I remember a college guy telling me that grammar and language structure didn’t matter anymore because images ruled the way we think. I suppose I could have argued with him by saying, “I love that flavor too. Hey, when sue melon get fetchit?” But that would require on-the-spot thinking or even living in my element at the split moment he spoke. I’m rarely in my element, and he was a college guy, which means he was susceptible to bad, even stupid, ideas, some of which he wrote with his own mental words.

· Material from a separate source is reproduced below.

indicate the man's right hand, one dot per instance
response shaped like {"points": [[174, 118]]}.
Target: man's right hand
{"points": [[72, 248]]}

Does anyone doubt that we live by words? That’s because words are the stuff of ideas. The image of a bombed out building tells us little about reality if we have not words to put to it. Was it empty and dilapidated, more harmful to the city than helpful? Was a target in a war? If so, was it a fair target? Do we know anything about the building, the explosion, or the context of both that words have not given us?
In the same vein, what makes us human? What words describe the meaning of person hood, not being an animal or a cell block? That’s a cultural argument we have had for years now, leading to crimes like this one in Hialeah, Florida. The Deputy Police Chief says, “They can slaughter anyone they want according to the statutes before birth, but not after.” They can slaughter anyone . . . only because many people want to believe that babies are not people until they are declared to be so. Every child is to be a wanted child, so if the child is not wanted, then he is not a child.
He’s an image. A nothing. If we don’t name him, he won’t exist.